U5A is a LM319 comparator. When it’s positive input is higher than the negative input, the output flips high and vice versa. The output is an open collector NPN transistor. The trigger level pot adjusts the level of the +input voltage to U5A and the incoming signal provides the negative input. The two 1N4148 diodes protect the inputs. The Sync Source switch selects the source of the sync signal. It can come from the vertical amplifiers, from an external source, from the AC line frequency or from the 555 output. When the sync input signal drops lower than the trigger level setting, the output of U5A goes high which triggers U6, a 74HC221 one shot. The HC221 is powered in an unusual way in this circuit. Normally, logic IC’s are powered from +5Volts (Vcc) and ground. In this case we need to work with negative voltages, so the HC221’s Vcc pin goes to ground and the pin that is normally grounded goes to -5Volts.

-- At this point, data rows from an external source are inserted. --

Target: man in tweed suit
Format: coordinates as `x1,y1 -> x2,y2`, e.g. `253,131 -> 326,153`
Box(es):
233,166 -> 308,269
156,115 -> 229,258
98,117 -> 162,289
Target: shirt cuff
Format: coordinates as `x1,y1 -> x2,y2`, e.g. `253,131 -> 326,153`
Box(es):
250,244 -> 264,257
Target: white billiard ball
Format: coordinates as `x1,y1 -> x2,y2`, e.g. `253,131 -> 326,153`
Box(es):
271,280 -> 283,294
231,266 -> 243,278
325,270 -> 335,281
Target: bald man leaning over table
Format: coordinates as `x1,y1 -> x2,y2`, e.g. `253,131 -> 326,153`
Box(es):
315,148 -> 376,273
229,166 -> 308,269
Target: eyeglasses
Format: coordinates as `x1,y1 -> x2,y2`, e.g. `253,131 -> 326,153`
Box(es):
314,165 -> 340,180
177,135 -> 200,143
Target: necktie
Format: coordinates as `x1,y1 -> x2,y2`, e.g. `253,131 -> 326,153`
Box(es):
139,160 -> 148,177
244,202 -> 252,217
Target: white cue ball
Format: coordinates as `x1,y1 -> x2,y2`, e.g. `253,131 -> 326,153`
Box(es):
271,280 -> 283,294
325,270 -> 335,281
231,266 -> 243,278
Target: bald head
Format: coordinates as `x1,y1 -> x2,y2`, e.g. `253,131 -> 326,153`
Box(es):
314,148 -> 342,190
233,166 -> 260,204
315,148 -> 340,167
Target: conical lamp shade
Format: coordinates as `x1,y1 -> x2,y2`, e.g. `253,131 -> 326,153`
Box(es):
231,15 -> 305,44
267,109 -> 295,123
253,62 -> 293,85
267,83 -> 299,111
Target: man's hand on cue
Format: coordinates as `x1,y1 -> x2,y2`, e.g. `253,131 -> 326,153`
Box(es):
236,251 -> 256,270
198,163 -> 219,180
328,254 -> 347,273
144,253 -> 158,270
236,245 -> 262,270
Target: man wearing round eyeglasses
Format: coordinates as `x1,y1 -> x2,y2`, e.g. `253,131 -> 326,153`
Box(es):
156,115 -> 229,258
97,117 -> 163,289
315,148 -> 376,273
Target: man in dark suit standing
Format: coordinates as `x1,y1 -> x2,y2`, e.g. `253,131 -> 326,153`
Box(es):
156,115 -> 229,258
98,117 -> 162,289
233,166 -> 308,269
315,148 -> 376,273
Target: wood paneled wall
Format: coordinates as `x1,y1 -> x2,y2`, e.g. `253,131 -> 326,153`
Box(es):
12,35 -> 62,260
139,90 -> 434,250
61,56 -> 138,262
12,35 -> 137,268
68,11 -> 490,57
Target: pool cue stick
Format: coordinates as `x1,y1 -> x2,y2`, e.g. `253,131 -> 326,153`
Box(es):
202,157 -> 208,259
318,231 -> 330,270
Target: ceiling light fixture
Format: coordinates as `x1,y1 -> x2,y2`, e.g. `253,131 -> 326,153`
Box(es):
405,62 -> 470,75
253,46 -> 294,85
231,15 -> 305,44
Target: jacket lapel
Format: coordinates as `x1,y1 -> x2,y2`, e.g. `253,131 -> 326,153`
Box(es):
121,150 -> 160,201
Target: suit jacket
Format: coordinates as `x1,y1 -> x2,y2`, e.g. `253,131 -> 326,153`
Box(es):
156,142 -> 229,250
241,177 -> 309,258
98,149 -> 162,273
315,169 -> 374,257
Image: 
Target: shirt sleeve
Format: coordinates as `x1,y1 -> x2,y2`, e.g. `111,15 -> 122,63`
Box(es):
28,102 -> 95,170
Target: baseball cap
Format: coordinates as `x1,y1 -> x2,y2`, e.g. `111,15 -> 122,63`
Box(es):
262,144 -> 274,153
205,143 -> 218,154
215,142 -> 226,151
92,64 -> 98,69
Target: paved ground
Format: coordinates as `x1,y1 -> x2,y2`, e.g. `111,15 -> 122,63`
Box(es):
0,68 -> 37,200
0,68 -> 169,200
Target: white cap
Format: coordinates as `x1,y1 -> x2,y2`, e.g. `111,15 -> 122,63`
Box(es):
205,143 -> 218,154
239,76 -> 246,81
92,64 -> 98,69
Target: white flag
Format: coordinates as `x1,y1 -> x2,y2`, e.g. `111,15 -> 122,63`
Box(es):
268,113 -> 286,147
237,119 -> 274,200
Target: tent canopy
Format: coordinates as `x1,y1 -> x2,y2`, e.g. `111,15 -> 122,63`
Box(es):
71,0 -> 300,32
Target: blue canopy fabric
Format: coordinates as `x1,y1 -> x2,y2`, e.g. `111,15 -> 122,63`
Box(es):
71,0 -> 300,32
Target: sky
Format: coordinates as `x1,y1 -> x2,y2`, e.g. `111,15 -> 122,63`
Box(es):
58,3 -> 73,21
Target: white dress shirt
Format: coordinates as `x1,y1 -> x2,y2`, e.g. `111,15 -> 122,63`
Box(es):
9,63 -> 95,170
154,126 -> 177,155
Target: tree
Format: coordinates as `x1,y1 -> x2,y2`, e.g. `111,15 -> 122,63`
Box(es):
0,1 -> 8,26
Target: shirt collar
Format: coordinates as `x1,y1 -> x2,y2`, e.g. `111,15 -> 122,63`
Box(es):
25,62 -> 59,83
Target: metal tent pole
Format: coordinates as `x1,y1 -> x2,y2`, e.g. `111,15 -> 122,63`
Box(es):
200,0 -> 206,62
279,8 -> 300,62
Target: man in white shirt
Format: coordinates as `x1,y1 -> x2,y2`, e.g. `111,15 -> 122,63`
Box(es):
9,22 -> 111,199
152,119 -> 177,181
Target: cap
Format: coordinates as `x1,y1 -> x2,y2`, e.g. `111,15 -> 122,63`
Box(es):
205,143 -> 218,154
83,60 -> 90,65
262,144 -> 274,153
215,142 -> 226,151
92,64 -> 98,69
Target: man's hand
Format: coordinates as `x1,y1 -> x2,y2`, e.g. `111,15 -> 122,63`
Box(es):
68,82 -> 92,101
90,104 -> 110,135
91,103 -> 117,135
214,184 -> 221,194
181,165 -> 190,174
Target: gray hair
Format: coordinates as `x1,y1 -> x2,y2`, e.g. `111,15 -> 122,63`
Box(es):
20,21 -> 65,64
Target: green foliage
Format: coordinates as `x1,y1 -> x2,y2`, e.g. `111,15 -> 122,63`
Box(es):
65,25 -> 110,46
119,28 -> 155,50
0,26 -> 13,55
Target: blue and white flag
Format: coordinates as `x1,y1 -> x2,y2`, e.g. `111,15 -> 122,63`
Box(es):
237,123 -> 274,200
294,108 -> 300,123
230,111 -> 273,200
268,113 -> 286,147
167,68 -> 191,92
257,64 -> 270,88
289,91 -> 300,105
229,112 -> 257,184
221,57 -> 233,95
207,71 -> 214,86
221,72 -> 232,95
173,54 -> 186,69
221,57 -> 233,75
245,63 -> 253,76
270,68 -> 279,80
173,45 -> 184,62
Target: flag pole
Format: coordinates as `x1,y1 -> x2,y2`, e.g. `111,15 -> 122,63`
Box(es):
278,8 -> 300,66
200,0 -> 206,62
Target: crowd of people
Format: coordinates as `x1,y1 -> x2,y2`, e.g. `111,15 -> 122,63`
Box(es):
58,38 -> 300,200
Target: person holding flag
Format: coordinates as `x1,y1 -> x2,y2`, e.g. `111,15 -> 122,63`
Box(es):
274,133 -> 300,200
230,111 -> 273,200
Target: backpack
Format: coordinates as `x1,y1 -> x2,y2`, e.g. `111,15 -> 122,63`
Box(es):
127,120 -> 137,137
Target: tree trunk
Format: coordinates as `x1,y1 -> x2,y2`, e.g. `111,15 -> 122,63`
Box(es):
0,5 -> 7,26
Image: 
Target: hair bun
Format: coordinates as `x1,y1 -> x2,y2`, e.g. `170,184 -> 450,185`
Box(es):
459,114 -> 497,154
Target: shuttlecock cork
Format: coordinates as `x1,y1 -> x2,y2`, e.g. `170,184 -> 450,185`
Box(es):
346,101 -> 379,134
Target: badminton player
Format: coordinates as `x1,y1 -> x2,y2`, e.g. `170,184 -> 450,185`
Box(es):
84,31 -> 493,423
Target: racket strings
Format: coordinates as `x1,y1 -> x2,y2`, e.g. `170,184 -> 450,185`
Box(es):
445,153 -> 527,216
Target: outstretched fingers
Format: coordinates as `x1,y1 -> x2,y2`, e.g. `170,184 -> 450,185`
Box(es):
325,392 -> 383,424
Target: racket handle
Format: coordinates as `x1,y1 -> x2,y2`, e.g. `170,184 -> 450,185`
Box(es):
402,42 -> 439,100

This works fine so long as the inputs to the HC221 do not exceed the range 0 to -5V.
Triggering the HC221 causes it’s QNOT output, pin 4, to drop from 0 to -5V and then return to 0 after 100 nS. This signal is coupled to pin 2 of the 555, causing it to trigger. OK, why do you need the 221 at all? Couldn’t you just cap couple the output of U5A to pin 2 of the 555? Well, that was my first thought, but it turns out that if you make the coupling cap small enough that the pulse has decayed by the next trigger cycle (at fast sweep speeds), then it does not reliably trigger the 555 due to the limited slew rate of the comparator output. The 221 outputs a hot pulse, is DC coupled and eliminates the problem.
The horizontal amplifier is nearly identical to the vertical amp except that it has one less stage and that it’s gain is controlled only by a trimpot on the board. Once you set the gain so that the time per division is correct on one sweep speed it is correct on all ranges within a few percent. The output of the horizontal amp drives the x axis deflection plates of the CRT.